August 19, 2002

Henny, We Hardly Knew Ye
My grandfather, Michael Rothstein, passed away last week at 85. In his honor I re-present this column, his favorite, written in March of 1998 to commemorate the passing of comedian Henny Youngman.

                                                  ***

My grandfather opened for Henny Youngman.

I’m serious. He even remembers the name of the place. The Silver Knights in the Bronx, in the late ’30s.

My grandfather, Michael Rothstein, was a stand-up comedian back then. Now he’s mostly a sit-down comedian, like his grandson the columnist. My grandfather eventually put aside comedy for men’s clothing; Youngman kept at it — and at it, and at it.

"When I started he was like one step above me," recalled my grandfather, talking to me from the winter home he shares with my grandmother, Betty, in Altamonte Springs, Fla. "I remember we played the same place, but he was more of a known comic than I was."

My grandfather actually never told me about the Rothstein-Youngman connection until this week, when I mentioned the comic’s recent passing. And I counted myself among the fans of the now-late comedian, known for decades (and decades) for carrying a fiddle and firing off one-liners that were older than he was, even when he was pushing 90.

Maybe it was my grandfather’s history in the business that has made me a fan of comics sometimes unknown to the under-40 set — Jack Benny, Jackie Mason and the like — but Henny Youngman always seemed to me to be in a class by himself.

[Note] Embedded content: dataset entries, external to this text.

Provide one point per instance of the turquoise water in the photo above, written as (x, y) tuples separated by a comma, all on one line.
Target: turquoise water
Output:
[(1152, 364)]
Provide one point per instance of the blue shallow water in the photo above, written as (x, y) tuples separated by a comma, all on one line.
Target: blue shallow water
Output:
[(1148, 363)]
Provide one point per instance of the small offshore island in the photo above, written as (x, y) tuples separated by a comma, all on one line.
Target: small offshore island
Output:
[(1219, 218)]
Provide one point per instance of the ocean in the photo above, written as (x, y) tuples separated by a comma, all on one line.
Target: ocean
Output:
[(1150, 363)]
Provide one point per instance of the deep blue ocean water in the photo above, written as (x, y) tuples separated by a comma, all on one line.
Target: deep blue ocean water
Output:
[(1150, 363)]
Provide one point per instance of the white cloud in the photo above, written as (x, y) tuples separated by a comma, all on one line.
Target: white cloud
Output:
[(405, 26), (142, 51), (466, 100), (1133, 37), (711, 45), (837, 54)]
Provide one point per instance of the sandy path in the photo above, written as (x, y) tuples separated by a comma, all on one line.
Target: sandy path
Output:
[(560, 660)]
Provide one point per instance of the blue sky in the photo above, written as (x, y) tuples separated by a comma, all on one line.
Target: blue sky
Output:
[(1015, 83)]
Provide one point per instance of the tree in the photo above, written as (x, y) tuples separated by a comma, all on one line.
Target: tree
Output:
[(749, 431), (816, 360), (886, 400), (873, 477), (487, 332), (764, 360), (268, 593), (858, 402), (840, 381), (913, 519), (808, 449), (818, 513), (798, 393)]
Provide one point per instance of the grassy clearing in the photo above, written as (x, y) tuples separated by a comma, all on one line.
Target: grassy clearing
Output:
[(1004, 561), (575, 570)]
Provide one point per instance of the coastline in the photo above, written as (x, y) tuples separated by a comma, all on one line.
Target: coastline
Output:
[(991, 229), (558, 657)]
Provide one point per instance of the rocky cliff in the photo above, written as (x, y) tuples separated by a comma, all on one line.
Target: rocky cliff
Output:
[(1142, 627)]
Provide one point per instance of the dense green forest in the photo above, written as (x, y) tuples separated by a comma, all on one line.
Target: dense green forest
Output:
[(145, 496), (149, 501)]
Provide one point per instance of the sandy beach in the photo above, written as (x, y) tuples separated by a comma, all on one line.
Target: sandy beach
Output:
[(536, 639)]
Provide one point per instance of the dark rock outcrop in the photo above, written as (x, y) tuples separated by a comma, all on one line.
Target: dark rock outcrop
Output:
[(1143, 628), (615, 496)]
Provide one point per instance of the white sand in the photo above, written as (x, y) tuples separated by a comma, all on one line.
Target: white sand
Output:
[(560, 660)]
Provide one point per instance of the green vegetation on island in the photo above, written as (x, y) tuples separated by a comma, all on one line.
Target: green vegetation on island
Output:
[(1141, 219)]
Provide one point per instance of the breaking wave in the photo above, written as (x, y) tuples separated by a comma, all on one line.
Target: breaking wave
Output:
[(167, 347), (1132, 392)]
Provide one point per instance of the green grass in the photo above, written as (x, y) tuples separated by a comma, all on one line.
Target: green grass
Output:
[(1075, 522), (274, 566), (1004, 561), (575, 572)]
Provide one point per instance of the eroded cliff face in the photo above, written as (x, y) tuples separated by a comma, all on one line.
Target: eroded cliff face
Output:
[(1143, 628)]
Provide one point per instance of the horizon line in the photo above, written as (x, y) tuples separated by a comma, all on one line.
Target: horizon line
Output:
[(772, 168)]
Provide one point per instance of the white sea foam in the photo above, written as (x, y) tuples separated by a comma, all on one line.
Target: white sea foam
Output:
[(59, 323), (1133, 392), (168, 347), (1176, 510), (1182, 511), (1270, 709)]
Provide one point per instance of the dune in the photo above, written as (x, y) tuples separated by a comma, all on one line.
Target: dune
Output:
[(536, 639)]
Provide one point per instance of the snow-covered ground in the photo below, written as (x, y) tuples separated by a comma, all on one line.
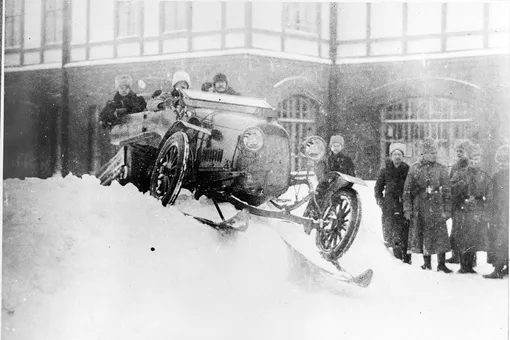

That’s because he was awful.

"He was considered by other comics to be a terrible stand-up comedian," my grandfather recalled. "I looked at him critically — this is a comedian? But he just kept at you.

"His delivery is terrible, but he wears you down until he has you rolling on the floor."

Youngman almost dared you not to laugh. I remember seeing his act on TV as a kid, and his machine-gun delivery somehow appealed to me, even when I didn’t get the jokes. Now I get them, and you know what? I find them pretty funny. I’m not sure what that says about me.

Maybe you’ve heard some of these:

A guy came up to me and said he hasn’t eaten in three days. I said, "Force yourself!"

When I was born, I was so ugly that the doctor slapped my mother.

I’ve got a great doctor. He gave a guy six months to live. The guy couldn’t pay his bill so my doctor gave him another six months.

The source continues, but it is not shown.